История похода в Россию. Мемуары генерал-адъютанта — страница 84 из 87

Вначале поступили жалобы на администраторов от местных. Вскоре прибыл французский администратор и — то ли из соперничества, то ли по соображениям справедливости — обвинил прусского интенданта в истощении ресурсов страны огромными реквизициями скота. «Он послал их, — было сказано, — в Пруссию, которая была истощена нашим походом; тем самым он лишил армию продуктов, и скоро она будет испытывать их нехватку». Судя по его отчету, Йорк хорошо знал о деле. Макдональд поверил обвинениям, уволил обвиненного и доверил должность тому, кто обвинял; озлобленный Йорк с той поры думал только о реванше.

Затем Наполеон был в Москве. Пруссаки следили за развитием событий; они испытывали радость, предвкушая последствия этой опрометчивости; и, похоже, Йорк уступил соблазну извлечь из нее выгоду. Двадцать девятого сентября русский генерал узнал, что Йорк лишил Митаву прикрытия; он осмелел (потому что получил подкрепление — две дивизии из Финляндии) и решился дойти до этого города; он взял его и готов был развивать успех. Большой парк артиллерии следовало вывезти, однако Йорк оставил ее без защиты, он не двигался и совершил явную измену.

Говорили, что его начальник штаба при этом негодовал и заявил Йорку, что тот губит себя и пятнает честь прусского оружия; наконец, под влиянием этих протестов, Йорк позволил Клейсту начать движение. Следствием наступления был бой; число выведенных из строя солдат с обеих сторон не превысило четырех сотен. Когда дело закончилось, армии спокойно вернулись на свои квартиры.

Глава VII

Получив сообщение об этом, Макдональд встревожился и впал в сильный гнев; возможно, он слишком долго находился на большом расстоянии от пруссаков. Тревогу внушали неожиданные события в Митаве, опасность, которой подвергался его парк артиллерии, упрямое нежелание Йорка преследовать врага и полученные им конфиденциальные сообщения из прусской штаб-квартиры. Однако чем больше было оснований для подозрений, тем важнее было их скрывать. Прусская армия никак не участвовала в интригах своего командующего и воевала с готовностью; поскольку враг отступил, то внешне всё было хорошо, и Макдональд поступил бы мудро, если бы выразил удовлетворение.

Однако он сделал прямо противоположное. Он начал упрекать прусского генерала в тот момент, когда его солдаты, довольные одержанной победой, ждали похвал и наград. Они были обмануты в своих ожиданиях, а Йорк представил собственное унижение как унижение армии.

Мы находим в письмах Макдональда настоящие причины его недовольства.
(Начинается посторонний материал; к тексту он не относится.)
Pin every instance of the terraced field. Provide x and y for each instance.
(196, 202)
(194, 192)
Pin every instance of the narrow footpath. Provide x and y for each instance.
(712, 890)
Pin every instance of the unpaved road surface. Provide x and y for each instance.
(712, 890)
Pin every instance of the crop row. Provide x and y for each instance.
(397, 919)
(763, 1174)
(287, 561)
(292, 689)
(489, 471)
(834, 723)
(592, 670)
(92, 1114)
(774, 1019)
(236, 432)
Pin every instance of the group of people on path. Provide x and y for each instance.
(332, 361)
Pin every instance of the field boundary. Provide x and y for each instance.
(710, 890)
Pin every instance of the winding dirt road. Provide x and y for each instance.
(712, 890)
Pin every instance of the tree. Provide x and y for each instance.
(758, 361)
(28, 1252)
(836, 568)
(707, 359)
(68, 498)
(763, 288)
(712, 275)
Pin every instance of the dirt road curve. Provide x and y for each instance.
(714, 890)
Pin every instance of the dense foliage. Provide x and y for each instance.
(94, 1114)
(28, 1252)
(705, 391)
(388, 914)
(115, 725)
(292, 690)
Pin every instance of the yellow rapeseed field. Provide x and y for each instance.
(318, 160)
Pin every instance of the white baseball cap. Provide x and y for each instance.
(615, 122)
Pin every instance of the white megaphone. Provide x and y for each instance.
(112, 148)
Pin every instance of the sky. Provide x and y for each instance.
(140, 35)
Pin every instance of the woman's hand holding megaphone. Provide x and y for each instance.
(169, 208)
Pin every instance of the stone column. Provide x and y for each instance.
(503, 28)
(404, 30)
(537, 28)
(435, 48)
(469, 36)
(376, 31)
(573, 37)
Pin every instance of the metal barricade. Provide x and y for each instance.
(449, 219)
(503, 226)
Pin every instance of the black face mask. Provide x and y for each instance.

Он писал Йорку, стыдя его, что его аванпосты постоянно подвергаются нападению, а он ничем не отвечает; что, встретив врага, он лишь отражает атаки, но никогда не действует наступательно, хотя его офицеры и солдаты настроены самым лучшим образом. Последнее замечание верно, поскольку пыл этих немцев действительно был поразительным явлением, ведь они воевали за дело им чуждое и даже враждебное.

Они соперничали друг с другом и рвались в бой, чтобы заслужить уважение Великой армии и панегирики Наполеона. Их правители предпочитали орден Почетного легиона своим самым роскошным орденам. В то время гений Наполеона всё еще ослеплял и подчинял каждого. Он необычайно щедро награждал и страшным образом карал. Он будто был центром Вселенной и распределителем всех благ. Многие немцы разделяли чувства уважения к нему и восхищения его удивительной жизнью.

Но это восхищение было следствием победы, а наше роковое отступление уже началось; с севера до юга Европы были слышны русские призывы к мщению, которые повторяли крики испанцев. Они пересекались и звучали как эхо в центре Германии, всё еще порабощенной; эти два больших пожара, разгораясь на двух оконечностях Европы, постепенно продвигались к ее центру, где они казались рассветом нового дня; они будто соединялись с искрами благородной ненависти и фанатизма. Слухи о наших неудачах порождали общий и пока несмелый ропот.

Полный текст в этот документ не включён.